I Wanted to Win Kaggle. I Built a Memory System Instead. |

I did not set out to build a memory system. I set out to win Kaggle.

That sounds naive written down, but it is the honest origin. I kept reading the same advice in winner writeups (stratified K-Fold, target encoding, pseudo-labeling, weighted blends) and thinking: this is not magic, it is a checklist. Top competitors are not discovering new mathematics every week. They are applying known tricks faster, with better feature creativity, and with CV discipline that most beginners skip.

So I started building AutoKaggle: an agent that reads winning solutions, extracts what worked, and generates ML pipelines for new competitions. Crawl notebooks. Parse strategies. Embed them. Retrieve them at plan time. Run LightGBM. Submit.

Simple architecture. Hard execution.

The First Wall Was Speed, Not Intelligence

My first ingest pipeline sent every crawled document to a local LLM. Ollama, Qwen, HTTP round-trips. Two to six minutes per notebook. Ninety documents meant an evening gone, and most of those notebooks were EDA tutorials with three useful lines buried in markdown.

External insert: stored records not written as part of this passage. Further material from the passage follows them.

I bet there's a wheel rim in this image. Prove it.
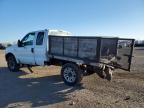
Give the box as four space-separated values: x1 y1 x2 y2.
8 57 15 69
64 67 76 83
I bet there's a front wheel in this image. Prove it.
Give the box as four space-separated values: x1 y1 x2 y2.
61 63 83 86
7 55 19 72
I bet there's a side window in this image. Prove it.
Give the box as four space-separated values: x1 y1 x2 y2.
21 33 35 46
36 32 44 45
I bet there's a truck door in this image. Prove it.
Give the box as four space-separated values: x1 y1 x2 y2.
16 33 35 65
34 31 47 65
117 39 134 71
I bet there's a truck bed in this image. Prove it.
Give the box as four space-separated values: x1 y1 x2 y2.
49 36 117 63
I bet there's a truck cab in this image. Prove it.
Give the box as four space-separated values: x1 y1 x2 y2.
5 29 71 70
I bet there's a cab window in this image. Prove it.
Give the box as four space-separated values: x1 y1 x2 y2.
21 33 35 46
36 32 44 45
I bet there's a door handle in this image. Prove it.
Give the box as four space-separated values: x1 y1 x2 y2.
31 48 34 53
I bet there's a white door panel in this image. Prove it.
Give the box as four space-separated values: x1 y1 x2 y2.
16 33 35 65
34 31 47 65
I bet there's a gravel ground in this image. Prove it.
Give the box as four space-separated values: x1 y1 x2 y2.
0 48 144 108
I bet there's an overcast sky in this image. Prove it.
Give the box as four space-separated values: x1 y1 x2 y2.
0 0 144 42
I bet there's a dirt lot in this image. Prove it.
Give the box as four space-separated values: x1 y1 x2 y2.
0 48 144 108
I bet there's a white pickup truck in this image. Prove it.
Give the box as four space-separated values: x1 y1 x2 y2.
5 29 134 86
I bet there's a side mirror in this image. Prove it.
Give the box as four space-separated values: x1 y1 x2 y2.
17 40 22 47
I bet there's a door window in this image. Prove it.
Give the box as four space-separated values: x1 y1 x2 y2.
21 33 35 46
36 32 44 45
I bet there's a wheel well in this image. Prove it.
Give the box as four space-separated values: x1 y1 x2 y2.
5 53 15 60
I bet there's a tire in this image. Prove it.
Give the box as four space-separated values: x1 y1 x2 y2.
61 63 83 86
7 55 19 72
105 67 112 81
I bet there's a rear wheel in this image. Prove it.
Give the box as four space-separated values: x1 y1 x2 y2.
61 63 83 86
7 55 19 72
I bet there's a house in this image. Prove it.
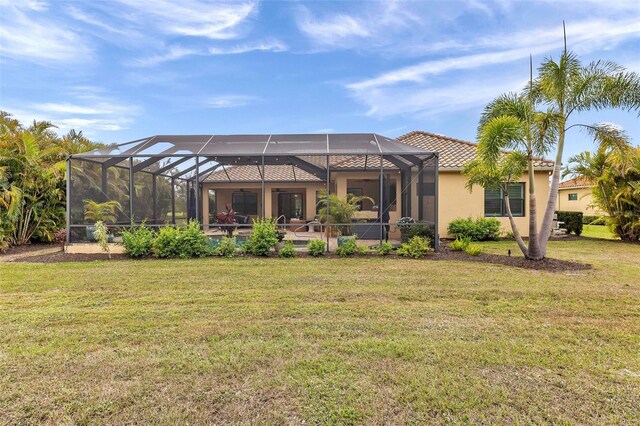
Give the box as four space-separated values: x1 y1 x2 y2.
202 131 553 237
556 177 605 216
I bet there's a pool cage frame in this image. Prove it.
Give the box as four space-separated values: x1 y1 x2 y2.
66 133 439 250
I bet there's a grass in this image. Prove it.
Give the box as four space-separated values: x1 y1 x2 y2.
582 225 619 240
0 240 640 424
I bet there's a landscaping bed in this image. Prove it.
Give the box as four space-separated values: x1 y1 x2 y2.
7 244 591 272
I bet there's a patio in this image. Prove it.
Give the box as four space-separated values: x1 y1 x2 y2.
67 133 438 250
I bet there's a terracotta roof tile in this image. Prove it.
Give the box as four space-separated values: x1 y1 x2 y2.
396 131 553 170
558 176 591 189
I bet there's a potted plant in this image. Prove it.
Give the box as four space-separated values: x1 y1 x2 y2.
318 191 374 246
276 229 287 252
84 200 122 242
216 204 236 238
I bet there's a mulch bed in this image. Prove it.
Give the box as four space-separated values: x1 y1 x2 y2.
11 244 592 272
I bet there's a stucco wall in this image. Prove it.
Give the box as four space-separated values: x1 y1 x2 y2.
203 168 552 237
556 188 603 216
438 172 549 237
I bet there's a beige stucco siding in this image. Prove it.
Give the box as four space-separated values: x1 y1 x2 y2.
438 172 549 237
556 187 604 216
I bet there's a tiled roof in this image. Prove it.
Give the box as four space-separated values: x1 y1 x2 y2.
205 165 322 182
558 176 591 189
205 131 562 182
396 131 553 170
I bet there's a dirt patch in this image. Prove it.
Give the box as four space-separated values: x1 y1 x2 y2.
3 244 592 272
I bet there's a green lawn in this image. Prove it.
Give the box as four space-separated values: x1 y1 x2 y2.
0 240 640 424
582 225 619 240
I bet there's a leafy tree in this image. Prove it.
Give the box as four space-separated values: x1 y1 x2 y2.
566 137 640 241
463 25 640 260
0 111 102 245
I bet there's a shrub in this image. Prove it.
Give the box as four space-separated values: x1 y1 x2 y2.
398 236 433 259
122 223 154 257
449 237 471 251
247 219 278 256
93 220 111 259
178 220 209 259
278 241 298 258
396 217 435 243
447 217 500 241
464 244 482 256
152 226 180 259
356 244 370 256
376 242 393 256
556 211 582 235
53 228 67 251
336 238 358 257
216 237 236 257
307 240 327 257
582 215 607 225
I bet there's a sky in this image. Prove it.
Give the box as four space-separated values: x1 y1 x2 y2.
0 0 640 161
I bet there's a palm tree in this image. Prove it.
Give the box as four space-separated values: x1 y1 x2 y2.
466 25 640 260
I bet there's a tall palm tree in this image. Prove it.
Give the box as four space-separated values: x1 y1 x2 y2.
463 25 640 260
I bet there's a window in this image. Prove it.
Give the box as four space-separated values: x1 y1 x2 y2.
347 188 363 210
208 189 218 223
231 192 258 215
484 183 524 216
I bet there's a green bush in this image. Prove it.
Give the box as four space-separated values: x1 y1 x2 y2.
449 237 471 251
464 244 482 256
278 241 298 258
247 219 278 256
220 237 236 257
356 244 371 256
376 242 393 256
398 218 435 243
307 240 327 257
447 217 500 241
398 236 433 259
178 220 209 259
582 215 607 225
122 223 154 257
336 238 358 257
556 211 583 235
153 226 180 259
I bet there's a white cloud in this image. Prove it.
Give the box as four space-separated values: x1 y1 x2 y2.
296 8 371 45
8 91 142 136
114 0 257 40
0 2 92 64
205 95 261 108
130 40 288 67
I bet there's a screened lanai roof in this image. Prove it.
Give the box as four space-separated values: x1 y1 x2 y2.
71 133 435 178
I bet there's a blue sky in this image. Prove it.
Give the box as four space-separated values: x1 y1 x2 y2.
0 0 640 163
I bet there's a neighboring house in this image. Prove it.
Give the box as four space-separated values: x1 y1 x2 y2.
202 131 553 237
556 177 605 216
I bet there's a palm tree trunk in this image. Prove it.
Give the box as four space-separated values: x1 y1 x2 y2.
527 158 544 260
538 120 565 257
504 191 529 258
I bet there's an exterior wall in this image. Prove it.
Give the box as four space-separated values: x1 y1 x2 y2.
438 171 549 238
202 182 325 225
556 187 604 216
202 171 552 238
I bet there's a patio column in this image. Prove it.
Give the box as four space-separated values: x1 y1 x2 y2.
325 155 331 253
378 155 385 245
171 178 176 225
193 155 202 225
66 157 71 244
129 157 135 225
260 155 267 219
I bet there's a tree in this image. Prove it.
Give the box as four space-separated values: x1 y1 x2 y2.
464 26 640 260
0 111 102 245
566 134 640 241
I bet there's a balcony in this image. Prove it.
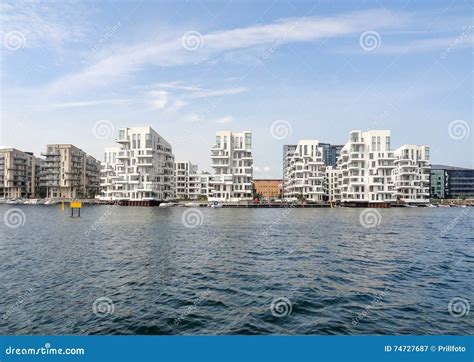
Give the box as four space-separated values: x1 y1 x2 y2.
115 137 130 143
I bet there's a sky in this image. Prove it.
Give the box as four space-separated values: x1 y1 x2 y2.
0 0 474 178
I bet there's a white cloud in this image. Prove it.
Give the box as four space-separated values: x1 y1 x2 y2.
149 90 169 109
49 10 405 93
0 1 89 48
53 99 131 108
213 116 234 124
190 87 248 98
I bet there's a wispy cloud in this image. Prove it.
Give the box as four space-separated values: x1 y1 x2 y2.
49 10 407 93
213 116 234 124
53 99 131 108
0 1 89 48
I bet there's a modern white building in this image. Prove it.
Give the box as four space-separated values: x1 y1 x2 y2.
40 144 100 199
337 130 395 203
175 161 211 200
325 166 341 203
209 131 253 202
393 145 430 204
281 145 297 199
0 148 42 199
100 127 175 202
284 140 326 202
334 130 430 205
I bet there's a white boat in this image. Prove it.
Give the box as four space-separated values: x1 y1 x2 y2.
158 202 175 207
44 199 59 205
210 201 224 209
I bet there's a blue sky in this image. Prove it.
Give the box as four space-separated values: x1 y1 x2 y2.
0 0 474 177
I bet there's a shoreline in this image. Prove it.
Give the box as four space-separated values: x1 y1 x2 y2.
0 199 474 209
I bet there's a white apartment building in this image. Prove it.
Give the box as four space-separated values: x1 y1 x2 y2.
337 130 395 203
336 130 430 204
209 131 253 202
99 147 124 200
40 144 100 199
175 161 211 200
284 140 326 202
0 148 42 199
325 166 341 203
393 145 430 204
282 145 297 199
100 127 175 201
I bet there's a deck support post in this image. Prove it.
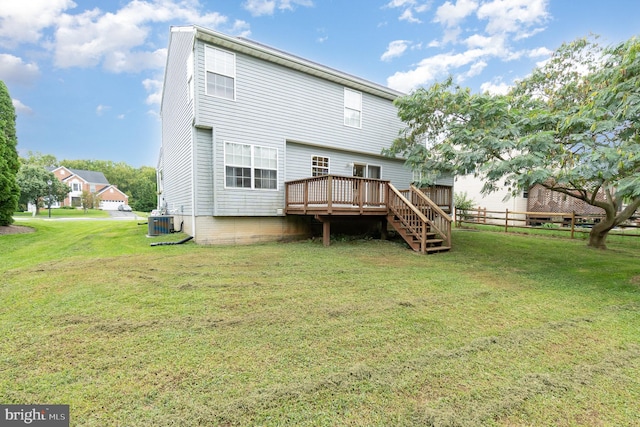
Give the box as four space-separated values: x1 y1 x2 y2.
380 217 389 240
322 218 331 246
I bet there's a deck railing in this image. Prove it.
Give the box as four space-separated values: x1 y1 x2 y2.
285 175 388 213
389 184 429 253
405 185 452 246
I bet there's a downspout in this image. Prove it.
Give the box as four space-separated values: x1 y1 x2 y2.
187 33 199 239
191 125 197 239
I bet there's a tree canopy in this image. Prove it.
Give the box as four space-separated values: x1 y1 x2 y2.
0 80 20 225
387 38 640 248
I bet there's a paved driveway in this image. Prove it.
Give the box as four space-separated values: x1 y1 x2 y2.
107 211 138 219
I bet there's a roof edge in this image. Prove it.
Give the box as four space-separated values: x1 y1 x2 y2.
191 25 406 101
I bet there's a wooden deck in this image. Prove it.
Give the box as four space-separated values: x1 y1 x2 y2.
285 175 453 253
285 175 389 215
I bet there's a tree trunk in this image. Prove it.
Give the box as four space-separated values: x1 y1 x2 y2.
587 226 609 249
587 210 617 249
587 199 640 249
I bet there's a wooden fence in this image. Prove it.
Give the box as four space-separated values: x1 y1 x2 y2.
455 207 640 239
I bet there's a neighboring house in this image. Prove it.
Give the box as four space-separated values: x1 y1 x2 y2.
157 26 453 244
456 175 528 223
50 166 129 210
456 175 604 225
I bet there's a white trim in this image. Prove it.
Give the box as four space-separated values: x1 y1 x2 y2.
343 87 362 129
309 154 331 177
222 140 280 191
189 25 406 101
204 45 236 101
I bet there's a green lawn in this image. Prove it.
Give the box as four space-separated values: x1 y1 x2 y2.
0 220 640 427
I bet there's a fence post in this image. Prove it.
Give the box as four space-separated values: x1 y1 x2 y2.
504 209 509 233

The fix was not a bigger model. It was not calling the model at all for most documents.

I added a three-layer extractor:

Regex pulls # Feature Engineering, # Model, # Validation sections instantly.
A keyword signal filter counts competition-relevant terms — LightGBM, GroupKFold, stacking, target encoding.
A tier classifier sends only medal notebooks, winner writeups, and high-signal discussions to the LLM. Everything else gets regex-only strategy JSON.

That cut LLM calls by roughly ninety percent. Ingest went from hours to minutes. This was the first laptop-GPU lesson: compute is scarce; spend it deliberately.

The Second Wall Was Memory

Once ingest worked, retrieval failed in subtler ways.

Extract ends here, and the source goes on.